Cuando el ascensor se detuvo, él se apartó para dejarle paso y la despidió con un fugaz hasta luego. Al salir, Kate se volvió un segundo y le vio pulsar el botón del primer piso con la mirada fija en el teléfono.
Habitación 202, hospital de Puigcerdà
La habitación de Dana permanecía en penumbra y en silencio. Kate subió la persiana un par de palmos y miró hacia la cama. Seguía como la había dejado y no había rastro ni de Miguel ni del abuelo. Como para fiarse… Cuando ya empezaba a despotricar mentalmente de ambos, oyó la cisterna.
El abuelo salió del baño y fue a sentarse en la butaca. Luego le preguntó si había comido.
—Me he comprado algo. La verdad, creía que encontraría a Miguel. Si quieres ve a comer y ya me quedo yo.

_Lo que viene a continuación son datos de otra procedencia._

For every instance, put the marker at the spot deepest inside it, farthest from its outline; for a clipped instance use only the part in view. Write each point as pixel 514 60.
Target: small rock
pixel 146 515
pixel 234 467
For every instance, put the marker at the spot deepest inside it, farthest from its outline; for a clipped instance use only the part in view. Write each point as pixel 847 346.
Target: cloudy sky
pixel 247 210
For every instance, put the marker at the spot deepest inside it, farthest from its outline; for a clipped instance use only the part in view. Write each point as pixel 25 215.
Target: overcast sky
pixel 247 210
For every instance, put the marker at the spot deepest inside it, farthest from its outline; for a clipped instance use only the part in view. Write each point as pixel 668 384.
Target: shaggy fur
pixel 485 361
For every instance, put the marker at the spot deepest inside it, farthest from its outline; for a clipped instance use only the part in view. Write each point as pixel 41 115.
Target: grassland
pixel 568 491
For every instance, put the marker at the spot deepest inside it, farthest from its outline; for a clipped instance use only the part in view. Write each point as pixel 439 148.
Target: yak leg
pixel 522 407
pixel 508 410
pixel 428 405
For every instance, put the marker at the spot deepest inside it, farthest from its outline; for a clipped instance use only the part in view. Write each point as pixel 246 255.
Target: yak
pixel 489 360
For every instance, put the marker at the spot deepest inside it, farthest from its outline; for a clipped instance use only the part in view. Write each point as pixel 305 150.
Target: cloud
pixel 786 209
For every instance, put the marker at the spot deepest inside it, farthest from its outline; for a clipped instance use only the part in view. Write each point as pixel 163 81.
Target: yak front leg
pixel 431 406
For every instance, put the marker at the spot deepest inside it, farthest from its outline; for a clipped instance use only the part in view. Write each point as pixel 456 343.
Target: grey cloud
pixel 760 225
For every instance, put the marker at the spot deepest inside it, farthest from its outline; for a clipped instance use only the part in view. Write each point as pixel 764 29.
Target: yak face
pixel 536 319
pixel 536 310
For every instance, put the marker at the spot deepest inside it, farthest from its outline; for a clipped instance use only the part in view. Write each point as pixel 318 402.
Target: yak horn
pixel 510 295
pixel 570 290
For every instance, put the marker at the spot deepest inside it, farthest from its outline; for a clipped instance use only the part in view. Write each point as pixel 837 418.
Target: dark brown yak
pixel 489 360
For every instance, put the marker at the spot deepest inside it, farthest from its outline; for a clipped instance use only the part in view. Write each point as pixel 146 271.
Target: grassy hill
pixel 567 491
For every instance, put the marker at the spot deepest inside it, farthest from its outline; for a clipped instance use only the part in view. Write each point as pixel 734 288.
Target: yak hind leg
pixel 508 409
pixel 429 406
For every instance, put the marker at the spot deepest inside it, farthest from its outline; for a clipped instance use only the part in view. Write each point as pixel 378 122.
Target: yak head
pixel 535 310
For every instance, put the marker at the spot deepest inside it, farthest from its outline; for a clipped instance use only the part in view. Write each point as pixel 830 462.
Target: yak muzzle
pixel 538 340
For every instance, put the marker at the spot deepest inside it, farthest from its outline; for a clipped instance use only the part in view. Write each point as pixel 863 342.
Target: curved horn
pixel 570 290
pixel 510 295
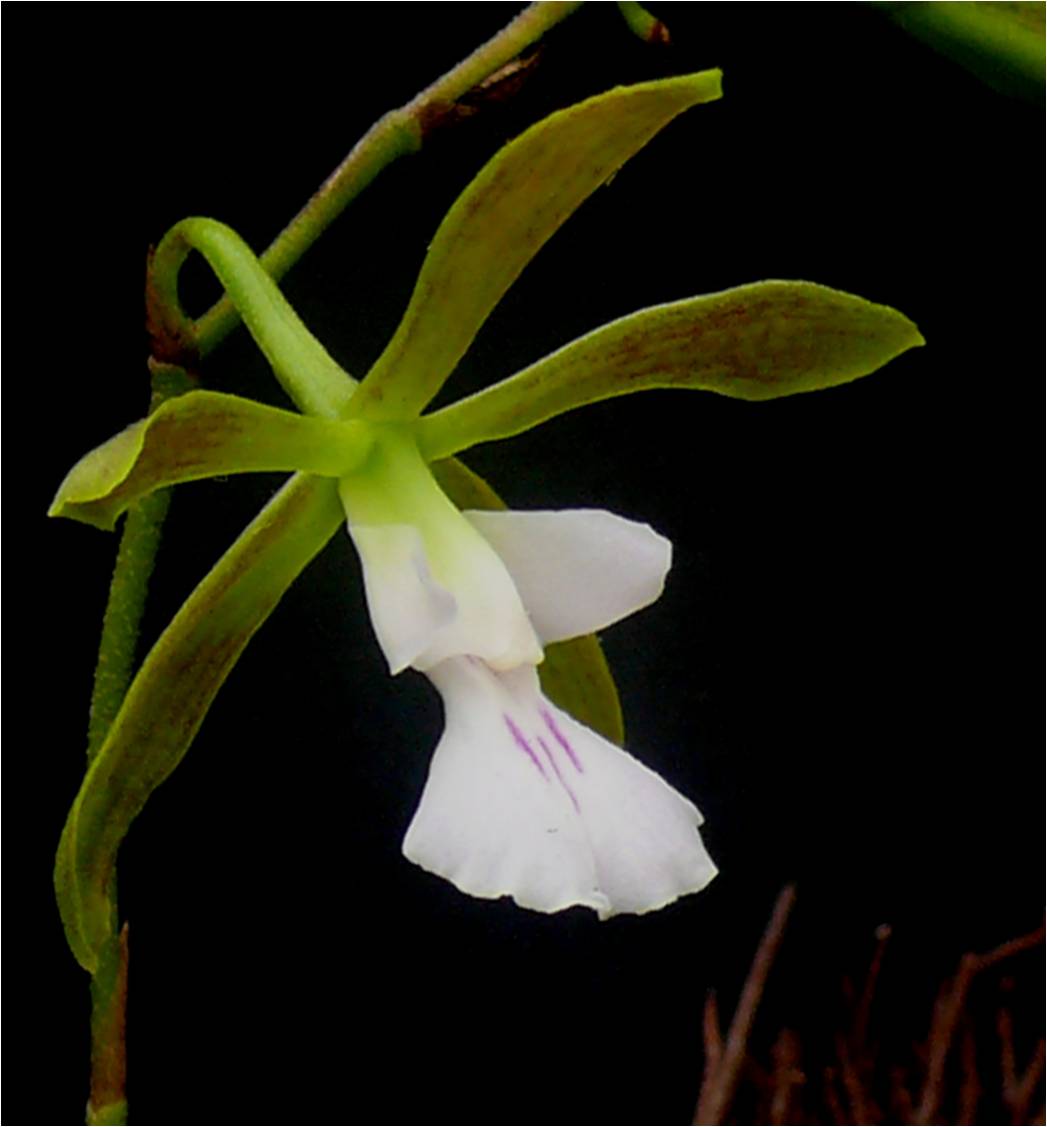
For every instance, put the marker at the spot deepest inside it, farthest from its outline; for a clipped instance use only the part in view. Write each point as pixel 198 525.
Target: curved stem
pixel 399 132
pixel 316 383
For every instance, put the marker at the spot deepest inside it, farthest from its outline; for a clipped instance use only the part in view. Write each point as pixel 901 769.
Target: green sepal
pixel 502 220
pixel 575 674
pixel 756 342
pixel 172 691
pixel 203 434
pixel 1000 41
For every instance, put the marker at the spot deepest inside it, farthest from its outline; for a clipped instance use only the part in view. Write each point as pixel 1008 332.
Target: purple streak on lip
pixel 562 781
pixel 561 739
pixel 523 745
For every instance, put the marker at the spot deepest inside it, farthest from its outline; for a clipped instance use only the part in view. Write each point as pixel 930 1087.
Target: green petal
pixel 172 691
pixel 756 342
pixel 1000 41
pixel 575 674
pixel 498 223
pixel 200 435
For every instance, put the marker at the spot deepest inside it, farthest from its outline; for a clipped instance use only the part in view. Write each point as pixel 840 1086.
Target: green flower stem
pixel 396 134
pixel 108 1102
pixel 316 383
pixel 642 24
pixel 113 672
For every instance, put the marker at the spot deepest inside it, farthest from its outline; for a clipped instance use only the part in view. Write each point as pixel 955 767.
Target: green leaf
pixel 172 691
pixel 200 435
pixel 1000 41
pixel 502 220
pixel 575 674
pixel 755 342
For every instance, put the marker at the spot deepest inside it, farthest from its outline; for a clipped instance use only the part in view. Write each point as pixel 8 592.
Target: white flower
pixel 521 800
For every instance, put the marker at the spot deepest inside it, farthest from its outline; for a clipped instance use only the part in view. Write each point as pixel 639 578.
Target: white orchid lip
pixel 524 801
pixel 579 570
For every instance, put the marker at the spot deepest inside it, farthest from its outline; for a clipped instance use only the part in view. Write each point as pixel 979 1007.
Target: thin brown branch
pixel 970 1086
pixel 943 1023
pixel 717 1094
pixel 711 1036
pixel 852 1084
pixel 860 1028
pixel 787 1077
pixel 1009 949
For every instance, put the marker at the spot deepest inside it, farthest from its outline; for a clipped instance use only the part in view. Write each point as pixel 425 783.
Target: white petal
pixel 408 606
pixel 435 587
pixel 578 570
pixel 524 801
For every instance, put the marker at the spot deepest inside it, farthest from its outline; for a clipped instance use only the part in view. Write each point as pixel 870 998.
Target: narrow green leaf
pixel 756 342
pixel 171 694
pixel 502 220
pixel 203 434
pixel 1000 41
pixel 575 674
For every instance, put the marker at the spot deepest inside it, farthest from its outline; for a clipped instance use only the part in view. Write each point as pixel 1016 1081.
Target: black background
pixel 837 673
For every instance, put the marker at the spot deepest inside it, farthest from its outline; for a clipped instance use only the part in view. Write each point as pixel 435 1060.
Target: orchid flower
pixel 526 796
pixel 522 799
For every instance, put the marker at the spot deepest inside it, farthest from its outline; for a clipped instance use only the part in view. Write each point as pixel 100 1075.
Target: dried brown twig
pixel 955 1075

El ex comisario negó con la cabeza. A Kate le rugían las tripas. El reloj marcaba las cinco de la tarde y no había probado nada desde el café con leche de la mañana. Pero prefería no abrir la ensalada delante de él porque eso daría lugar a una de sus miradas de desaprobación y no quería empezar a irritarse antes de averiguar lo que necesitaba saber. Acercó una de las sillas a la butaca, pero en lugar de sentarse a su lado fue hasta la ventana y lo hizo en el alféizar.
—¿Conoces a los Herrero?
Él frunció el ceño.
—¿Los de Mosoll?
Kate asintió.
—Manuel y su hermana. Él es de esos que no hablan por no molestar, pero ella las canta claras, una mujer de mucho carácter —concluyó.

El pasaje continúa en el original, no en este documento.